Britain's Prime Minister Gordon Brown is due to host a summit on Saturday outside London with some 20 world leaders on climate change, economy and global poverty.
Chilean President Michelle Bachelet, Australian Prime Minister Kevin Rudd, Liberian President Ellen Johnson-Sirleaf and former US President Bill Clinton are among those due to attend the two-day conference and summit at The Grove hotel, in Watford.
Speaking on Friday at the Progressive Governance conference, a prelude to the summit, Brown talked about what he called "probably the first truly global financial crisis of the modern world."
"It is underpinned by probably the biggest restructuring of the world economy that has ever taken place since the industrial revolution and the biggest shift of power to Asia that we've seen in these centuries."
Brown also pointed out that financial rules have also experienced great changes.

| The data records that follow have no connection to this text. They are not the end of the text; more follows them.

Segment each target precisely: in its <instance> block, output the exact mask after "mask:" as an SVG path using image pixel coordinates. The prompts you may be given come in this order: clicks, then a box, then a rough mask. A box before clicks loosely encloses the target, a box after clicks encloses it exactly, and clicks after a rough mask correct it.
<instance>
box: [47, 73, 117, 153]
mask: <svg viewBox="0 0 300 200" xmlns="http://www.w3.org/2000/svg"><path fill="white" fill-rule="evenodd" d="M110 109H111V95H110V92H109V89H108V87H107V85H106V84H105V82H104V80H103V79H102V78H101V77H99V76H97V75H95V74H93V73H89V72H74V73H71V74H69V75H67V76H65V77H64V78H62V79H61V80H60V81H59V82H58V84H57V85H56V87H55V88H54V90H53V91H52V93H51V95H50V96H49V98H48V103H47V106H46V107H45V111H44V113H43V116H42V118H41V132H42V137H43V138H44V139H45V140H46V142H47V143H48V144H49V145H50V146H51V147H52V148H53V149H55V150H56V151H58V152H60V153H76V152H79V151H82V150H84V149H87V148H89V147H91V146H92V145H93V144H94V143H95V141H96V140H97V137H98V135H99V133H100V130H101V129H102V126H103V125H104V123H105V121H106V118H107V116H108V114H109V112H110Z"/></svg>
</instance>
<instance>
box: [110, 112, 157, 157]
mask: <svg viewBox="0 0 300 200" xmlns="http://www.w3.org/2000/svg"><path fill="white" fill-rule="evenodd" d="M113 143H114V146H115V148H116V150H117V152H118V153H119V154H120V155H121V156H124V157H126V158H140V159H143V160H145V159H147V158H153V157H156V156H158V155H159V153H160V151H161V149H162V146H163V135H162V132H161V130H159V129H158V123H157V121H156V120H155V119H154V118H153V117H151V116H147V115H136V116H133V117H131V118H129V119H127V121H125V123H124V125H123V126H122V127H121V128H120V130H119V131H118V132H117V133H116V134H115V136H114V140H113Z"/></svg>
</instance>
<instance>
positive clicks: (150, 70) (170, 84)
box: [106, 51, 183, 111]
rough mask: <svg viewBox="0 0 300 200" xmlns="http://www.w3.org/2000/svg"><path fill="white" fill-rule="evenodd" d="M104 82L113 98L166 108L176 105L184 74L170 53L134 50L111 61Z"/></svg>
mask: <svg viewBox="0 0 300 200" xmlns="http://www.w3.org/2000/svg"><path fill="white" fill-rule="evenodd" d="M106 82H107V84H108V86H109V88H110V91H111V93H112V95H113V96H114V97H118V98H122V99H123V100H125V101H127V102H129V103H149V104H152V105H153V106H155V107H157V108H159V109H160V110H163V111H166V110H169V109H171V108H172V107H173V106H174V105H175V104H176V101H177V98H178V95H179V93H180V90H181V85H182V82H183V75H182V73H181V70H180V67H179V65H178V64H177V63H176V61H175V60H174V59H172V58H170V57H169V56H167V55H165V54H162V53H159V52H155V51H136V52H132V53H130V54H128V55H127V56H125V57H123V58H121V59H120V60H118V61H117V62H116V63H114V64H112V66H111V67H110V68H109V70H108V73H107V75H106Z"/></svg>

"The national rules and the national regulations we adopt for economic matters bear no relationship to the global nature of capital flows and the global nature of international business organization that exists at the moment, so we will have to reform our global financial institutions."
New Zealand Prime Minister Helen Clark also addressed the conference, focusing on climate change.
"We are having to take very tough decisions in the first world on how we deal with greenhouse gas emissions and there are political and economic costs involved in that."
Summit participants are expected to hold round-table discussions and try to issue a short joint statement after the summit.